Globally and in the US: diabetes #1 (~40% of new ESRD), hypertension/nephrosclerosis #2 (~25%), glomerulonephritis #3 (~10%), polycystic kidney disease (~3%). Other drivers: chronic urinary obstruction, recurrent stones or pyelonephritis, lithium, lupus and other systemic vasculitides, HIV-associated nephropathy, congenital anomalies (CAKUT).

How do you slow CKD progression?

Five evidence-backed pillars: (1) Blood pressure <130/80 with RAAS blockade. (2) SGLT2 inhibitors — dapagliflozin (DAPA-CKD) and empagliflozin (EMPA-KIDNEY) cut CKD progression and CV death by 25–30% even without diabetes. (3) Finerenone for diabetic CKD. (4) GLP-1 RAs for diabetes + CKD. (5) Avoid NSAIDs, treat hyperlipidemia, stop smoking, restrict dietary protein to 0.6–0.8 g/kg/day in late CKD.

What complications come with advanced CKD?

Anemia (EPO deficiency — ESAs targeting Hb 10–11.5 and IV iron). Renal osteodystrophy / CKD-MBD (phosphate binders, calcimimetics, vitamin D analogs). Metabolic acidosis (sodium bicarbonate to keep HCO₃ >22). Hyperkalemia (patiromer, sodium zirconium). Cardiovascular — the leading cause of death; CV risk equivalent to coronary artery disease by Stage 3b.

When does CKD need dialysis?

eGFR <15 (Stage 5) is the threshold to plan and prepare.
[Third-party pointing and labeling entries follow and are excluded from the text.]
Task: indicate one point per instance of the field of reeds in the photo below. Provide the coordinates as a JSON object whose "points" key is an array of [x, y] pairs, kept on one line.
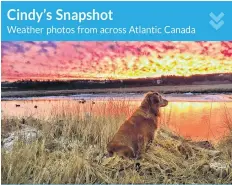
{"points": [[71, 148]]}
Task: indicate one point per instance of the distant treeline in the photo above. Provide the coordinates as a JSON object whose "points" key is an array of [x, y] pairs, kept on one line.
{"points": [[92, 84]]}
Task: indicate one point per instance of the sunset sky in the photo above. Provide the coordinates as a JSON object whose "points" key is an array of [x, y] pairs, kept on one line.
{"points": [[112, 60]]}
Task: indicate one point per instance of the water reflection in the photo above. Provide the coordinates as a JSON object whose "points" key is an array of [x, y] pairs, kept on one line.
{"points": [[196, 120]]}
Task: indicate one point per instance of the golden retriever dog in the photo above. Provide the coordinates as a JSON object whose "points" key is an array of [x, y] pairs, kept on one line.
{"points": [[136, 133]]}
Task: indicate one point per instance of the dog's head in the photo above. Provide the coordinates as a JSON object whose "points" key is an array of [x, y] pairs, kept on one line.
{"points": [[152, 102]]}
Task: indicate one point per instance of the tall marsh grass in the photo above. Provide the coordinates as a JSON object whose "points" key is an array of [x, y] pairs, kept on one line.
{"points": [[72, 148]]}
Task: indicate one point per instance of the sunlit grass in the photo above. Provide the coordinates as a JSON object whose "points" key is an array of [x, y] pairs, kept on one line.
{"points": [[72, 148]]}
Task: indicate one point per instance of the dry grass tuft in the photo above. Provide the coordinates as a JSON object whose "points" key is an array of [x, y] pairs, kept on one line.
{"points": [[72, 148]]}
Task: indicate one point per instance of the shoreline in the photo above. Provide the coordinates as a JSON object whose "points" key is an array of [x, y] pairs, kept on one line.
{"points": [[215, 88]]}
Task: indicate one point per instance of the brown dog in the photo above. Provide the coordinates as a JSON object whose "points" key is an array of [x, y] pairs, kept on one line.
{"points": [[135, 135]]}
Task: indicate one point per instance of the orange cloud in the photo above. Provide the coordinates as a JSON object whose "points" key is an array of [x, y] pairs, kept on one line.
{"points": [[113, 60]]}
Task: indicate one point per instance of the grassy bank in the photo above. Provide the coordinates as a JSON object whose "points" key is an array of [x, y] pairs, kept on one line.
{"points": [[213, 88], [71, 149]]}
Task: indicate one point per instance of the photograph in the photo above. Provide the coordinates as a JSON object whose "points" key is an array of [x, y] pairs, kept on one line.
{"points": [[116, 112]]}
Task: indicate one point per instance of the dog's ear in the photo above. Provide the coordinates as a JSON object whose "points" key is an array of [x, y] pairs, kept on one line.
{"points": [[154, 98]]}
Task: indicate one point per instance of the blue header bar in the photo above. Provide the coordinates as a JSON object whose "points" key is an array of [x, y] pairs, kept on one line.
{"points": [[116, 21]]}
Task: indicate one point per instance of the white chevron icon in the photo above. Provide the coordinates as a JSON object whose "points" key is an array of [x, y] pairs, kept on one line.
{"points": [[216, 21]]}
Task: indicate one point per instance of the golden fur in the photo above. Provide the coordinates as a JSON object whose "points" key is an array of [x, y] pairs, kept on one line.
{"points": [[136, 133]]}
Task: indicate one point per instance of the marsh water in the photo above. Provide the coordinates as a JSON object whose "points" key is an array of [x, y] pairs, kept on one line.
{"points": [[199, 117]]}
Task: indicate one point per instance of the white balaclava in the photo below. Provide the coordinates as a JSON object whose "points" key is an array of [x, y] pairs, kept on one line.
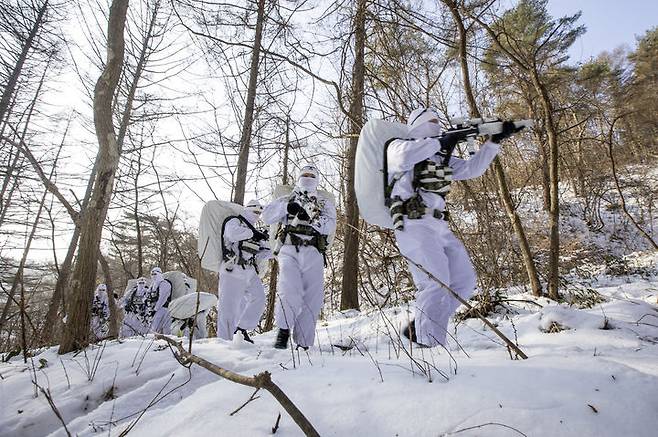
{"points": [[156, 275], [423, 123], [101, 292], [308, 179], [141, 286], [252, 211], [101, 289]]}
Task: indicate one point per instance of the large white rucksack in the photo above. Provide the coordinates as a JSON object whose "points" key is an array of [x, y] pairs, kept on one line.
{"points": [[371, 175], [210, 246], [181, 284], [286, 190]]}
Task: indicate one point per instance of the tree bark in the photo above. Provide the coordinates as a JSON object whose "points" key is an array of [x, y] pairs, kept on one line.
{"points": [[554, 213], [18, 277], [503, 189], [274, 264], [552, 137], [350, 282], [114, 316], [76, 332], [18, 68], [619, 191], [245, 139]]}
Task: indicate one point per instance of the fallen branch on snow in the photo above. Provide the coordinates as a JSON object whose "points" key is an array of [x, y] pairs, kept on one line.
{"points": [[262, 380]]}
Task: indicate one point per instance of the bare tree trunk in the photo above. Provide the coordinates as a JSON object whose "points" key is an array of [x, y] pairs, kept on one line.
{"points": [[274, 264], [138, 226], [16, 72], [12, 168], [349, 298], [552, 136], [247, 123], [114, 316], [554, 213], [18, 277], [76, 332], [503, 189], [618, 186]]}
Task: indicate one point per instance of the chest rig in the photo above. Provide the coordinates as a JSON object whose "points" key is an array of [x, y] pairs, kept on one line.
{"points": [[428, 176], [297, 227], [433, 177], [246, 249]]}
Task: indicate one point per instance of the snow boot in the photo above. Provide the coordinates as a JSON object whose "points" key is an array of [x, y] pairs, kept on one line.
{"points": [[245, 334], [282, 339], [410, 333]]}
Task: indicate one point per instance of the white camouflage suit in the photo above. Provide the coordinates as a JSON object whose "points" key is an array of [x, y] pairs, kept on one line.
{"points": [[428, 241], [100, 313], [301, 269], [134, 307], [241, 294], [162, 319]]}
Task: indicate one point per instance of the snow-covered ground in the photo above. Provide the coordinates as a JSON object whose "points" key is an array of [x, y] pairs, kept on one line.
{"points": [[590, 372]]}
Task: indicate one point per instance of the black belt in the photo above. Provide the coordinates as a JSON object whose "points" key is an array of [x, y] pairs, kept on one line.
{"points": [[441, 215]]}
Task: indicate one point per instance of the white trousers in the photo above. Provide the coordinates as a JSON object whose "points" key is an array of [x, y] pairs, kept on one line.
{"points": [[430, 243], [132, 325], [161, 321], [241, 300], [301, 292], [100, 327]]}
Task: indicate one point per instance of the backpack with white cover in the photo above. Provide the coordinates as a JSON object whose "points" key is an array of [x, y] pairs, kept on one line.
{"points": [[286, 190], [371, 174], [210, 246], [185, 307], [181, 284]]}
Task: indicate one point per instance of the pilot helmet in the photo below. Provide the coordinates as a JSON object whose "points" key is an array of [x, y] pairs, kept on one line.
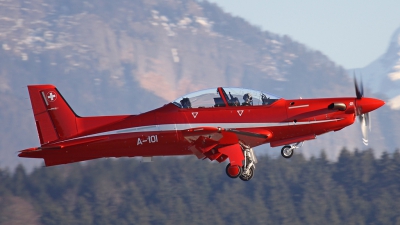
{"points": [[247, 97]]}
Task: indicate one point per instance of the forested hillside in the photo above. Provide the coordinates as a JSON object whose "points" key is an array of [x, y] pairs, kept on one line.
{"points": [[358, 189]]}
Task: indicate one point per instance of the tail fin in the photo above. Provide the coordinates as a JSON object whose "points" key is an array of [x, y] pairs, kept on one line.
{"points": [[55, 120]]}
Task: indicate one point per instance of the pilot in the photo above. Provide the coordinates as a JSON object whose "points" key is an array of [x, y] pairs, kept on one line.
{"points": [[248, 100]]}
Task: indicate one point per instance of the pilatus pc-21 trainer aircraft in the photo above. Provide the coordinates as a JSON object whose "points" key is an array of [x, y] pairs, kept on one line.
{"points": [[219, 124]]}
Actual initiation is symptom-driven, not number-driven: uremic symptoms, fluid overload not controlled with diuretics, refractory hyperkalemia or acidosis. The IDEAL trial showed early start (eGFR 10–14) was no better than late (5–7). Modality choice: hemodialysis, peritoneal dialysis, or transplant.

How is eGFR calculated?

CKD-EPI 2021 creatinine equation — race-free, replacing the 2009 version. Inputs: serum creatinine, age, sex. Estimates GFR in mL/min/1.73 m². Limitations: creatinine reflects muscle mass — overestimates GFR in cachexia and elderly. Cystatin C-based eGFR is the recommended confirmatory test when creatinine eGFR is borderline. Pair with urine albumin-creatinine ratio (UACR) on a spot sample.

Is kidney transplant always better than dialysis?
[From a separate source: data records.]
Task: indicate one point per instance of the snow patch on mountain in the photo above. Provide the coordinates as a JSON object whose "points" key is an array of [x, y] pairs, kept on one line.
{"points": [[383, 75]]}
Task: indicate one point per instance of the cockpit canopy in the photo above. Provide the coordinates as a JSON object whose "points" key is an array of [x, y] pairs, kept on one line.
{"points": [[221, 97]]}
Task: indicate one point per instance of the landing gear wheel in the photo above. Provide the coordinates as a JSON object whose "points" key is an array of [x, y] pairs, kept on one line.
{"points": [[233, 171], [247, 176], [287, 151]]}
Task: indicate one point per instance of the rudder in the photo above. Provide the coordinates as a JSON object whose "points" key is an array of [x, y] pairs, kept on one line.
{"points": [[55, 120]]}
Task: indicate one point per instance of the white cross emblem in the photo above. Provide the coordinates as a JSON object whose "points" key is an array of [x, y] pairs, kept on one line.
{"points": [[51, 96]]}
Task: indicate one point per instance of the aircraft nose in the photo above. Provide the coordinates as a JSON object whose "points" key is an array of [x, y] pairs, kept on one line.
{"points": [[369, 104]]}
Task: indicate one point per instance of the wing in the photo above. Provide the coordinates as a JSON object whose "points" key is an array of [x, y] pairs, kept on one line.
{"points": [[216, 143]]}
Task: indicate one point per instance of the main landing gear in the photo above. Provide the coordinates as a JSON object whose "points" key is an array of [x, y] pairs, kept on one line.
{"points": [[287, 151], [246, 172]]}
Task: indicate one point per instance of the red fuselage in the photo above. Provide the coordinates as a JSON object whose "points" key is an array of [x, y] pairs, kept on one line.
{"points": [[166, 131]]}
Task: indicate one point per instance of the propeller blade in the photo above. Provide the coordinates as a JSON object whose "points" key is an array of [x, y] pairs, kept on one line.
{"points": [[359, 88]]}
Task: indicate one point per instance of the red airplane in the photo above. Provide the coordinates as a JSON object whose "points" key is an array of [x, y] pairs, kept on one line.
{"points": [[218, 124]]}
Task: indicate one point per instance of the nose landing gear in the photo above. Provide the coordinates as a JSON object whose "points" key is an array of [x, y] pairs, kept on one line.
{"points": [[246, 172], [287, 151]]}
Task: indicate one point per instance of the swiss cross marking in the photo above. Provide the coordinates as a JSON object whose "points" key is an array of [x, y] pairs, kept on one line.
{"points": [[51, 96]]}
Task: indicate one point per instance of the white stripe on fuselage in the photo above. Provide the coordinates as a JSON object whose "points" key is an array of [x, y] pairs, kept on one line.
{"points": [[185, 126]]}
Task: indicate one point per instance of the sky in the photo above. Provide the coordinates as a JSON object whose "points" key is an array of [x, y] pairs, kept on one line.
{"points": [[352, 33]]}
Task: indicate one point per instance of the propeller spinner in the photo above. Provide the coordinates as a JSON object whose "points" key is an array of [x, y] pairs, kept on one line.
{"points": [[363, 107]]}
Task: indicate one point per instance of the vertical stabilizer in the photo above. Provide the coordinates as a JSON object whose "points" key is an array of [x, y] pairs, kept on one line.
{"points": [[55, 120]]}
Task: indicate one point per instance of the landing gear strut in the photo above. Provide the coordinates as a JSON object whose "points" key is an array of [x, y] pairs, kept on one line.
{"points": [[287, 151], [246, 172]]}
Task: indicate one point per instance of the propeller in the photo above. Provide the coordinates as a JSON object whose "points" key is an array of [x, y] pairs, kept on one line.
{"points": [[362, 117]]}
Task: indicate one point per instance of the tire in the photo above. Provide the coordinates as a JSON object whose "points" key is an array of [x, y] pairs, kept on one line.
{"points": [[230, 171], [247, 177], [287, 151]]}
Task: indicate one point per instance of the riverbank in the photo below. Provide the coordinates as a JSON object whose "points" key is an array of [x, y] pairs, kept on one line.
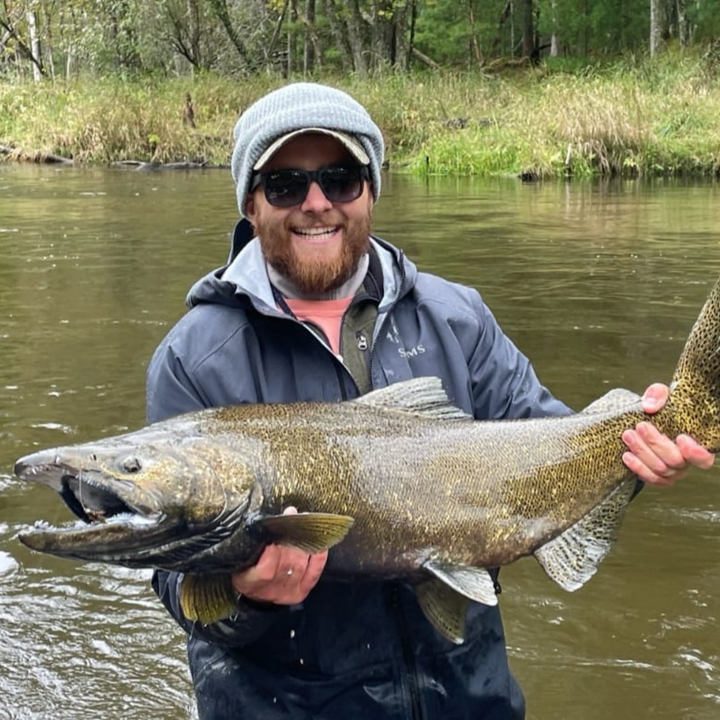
{"points": [[628, 118]]}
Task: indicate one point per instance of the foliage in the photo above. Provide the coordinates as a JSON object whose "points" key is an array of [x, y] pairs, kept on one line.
{"points": [[77, 38], [629, 117]]}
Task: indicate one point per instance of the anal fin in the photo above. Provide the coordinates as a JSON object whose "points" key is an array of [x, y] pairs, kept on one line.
{"points": [[444, 608], [571, 558], [474, 583], [207, 598]]}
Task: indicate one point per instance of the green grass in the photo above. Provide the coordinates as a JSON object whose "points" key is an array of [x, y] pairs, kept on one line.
{"points": [[631, 117]]}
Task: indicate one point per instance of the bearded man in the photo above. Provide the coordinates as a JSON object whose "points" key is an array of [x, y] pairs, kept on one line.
{"points": [[312, 307]]}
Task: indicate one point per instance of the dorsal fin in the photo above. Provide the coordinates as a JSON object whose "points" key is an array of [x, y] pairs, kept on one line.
{"points": [[617, 400], [420, 396]]}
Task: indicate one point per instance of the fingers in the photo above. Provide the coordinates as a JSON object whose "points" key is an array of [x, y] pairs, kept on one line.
{"points": [[658, 460], [282, 575]]}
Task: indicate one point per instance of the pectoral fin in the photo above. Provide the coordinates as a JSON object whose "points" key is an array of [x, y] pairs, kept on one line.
{"points": [[444, 608], [572, 557], [207, 598], [474, 583], [311, 532]]}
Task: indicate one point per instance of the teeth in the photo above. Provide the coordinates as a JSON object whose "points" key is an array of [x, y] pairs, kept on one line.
{"points": [[316, 232]]}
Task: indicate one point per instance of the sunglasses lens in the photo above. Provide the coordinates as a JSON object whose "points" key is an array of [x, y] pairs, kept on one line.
{"points": [[341, 184], [285, 188]]}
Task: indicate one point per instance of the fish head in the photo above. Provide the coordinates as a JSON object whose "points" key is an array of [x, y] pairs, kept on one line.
{"points": [[154, 498]]}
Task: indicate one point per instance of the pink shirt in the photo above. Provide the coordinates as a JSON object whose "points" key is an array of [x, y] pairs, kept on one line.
{"points": [[326, 314]]}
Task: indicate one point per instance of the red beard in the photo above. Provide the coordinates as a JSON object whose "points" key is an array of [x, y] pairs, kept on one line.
{"points": [[313, 276]]}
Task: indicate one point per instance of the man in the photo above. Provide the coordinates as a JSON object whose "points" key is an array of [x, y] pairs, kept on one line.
{"points": [[315, 309]]}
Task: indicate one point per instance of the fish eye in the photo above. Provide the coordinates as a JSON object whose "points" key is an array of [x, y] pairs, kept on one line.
{"points": [[130, 464]]}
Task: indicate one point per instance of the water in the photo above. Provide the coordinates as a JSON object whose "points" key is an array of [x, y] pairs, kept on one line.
{"points": [[597, 283]]}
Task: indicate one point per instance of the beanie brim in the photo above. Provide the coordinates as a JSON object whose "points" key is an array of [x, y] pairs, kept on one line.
{"points": [[348, 141]]}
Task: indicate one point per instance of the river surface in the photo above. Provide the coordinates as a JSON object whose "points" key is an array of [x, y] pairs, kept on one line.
{"points": [[598, 283]]}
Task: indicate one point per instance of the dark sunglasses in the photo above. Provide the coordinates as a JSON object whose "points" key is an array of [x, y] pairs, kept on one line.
{"points": [[288, 187]]}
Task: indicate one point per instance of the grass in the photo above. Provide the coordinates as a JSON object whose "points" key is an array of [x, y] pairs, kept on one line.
{"points": [[632, 117]]}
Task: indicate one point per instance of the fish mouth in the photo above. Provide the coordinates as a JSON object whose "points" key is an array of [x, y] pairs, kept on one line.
{"points": [[110, 526]]}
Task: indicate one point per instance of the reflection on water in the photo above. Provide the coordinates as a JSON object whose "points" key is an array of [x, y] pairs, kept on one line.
{"points": [[598, 284]]}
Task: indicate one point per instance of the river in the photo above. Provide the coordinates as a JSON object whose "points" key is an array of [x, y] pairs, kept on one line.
{"points": [[599, 283]]}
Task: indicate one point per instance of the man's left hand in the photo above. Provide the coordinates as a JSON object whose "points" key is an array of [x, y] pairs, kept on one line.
{"points": [[654, 457]]}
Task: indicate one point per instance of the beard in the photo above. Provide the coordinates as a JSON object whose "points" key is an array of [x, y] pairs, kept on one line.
{"points": [[314, 275]]}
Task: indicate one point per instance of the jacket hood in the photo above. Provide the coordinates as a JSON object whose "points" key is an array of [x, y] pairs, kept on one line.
{"points": [[245, 279]]}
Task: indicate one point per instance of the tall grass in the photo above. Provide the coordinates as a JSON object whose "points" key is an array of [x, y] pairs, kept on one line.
{"points": [[633, 117]]}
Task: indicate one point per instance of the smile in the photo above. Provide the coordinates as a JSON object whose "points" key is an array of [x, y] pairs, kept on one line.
{"points": [[318, 234]]}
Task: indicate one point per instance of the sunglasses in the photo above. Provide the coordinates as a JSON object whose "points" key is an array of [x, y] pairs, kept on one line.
{"points": [[287, 187]]}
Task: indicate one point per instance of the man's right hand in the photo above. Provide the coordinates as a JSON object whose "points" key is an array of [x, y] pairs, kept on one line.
{"points": [[282, 575]]}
For most candidates, yes. Five-year patient survival on dialysis is ~40%, on deceased-donor transplant ~80%, on living-donor transplant ~90%. Pre-emptive transplant (before any dialysis) carries the best outcomes. Wait times for deceased-donor kidney 3–7 years in the US. Immunosuppression — typically tacrolimus + mycophenolate + low-dose prednisone — carries infection and malignancy risk for life.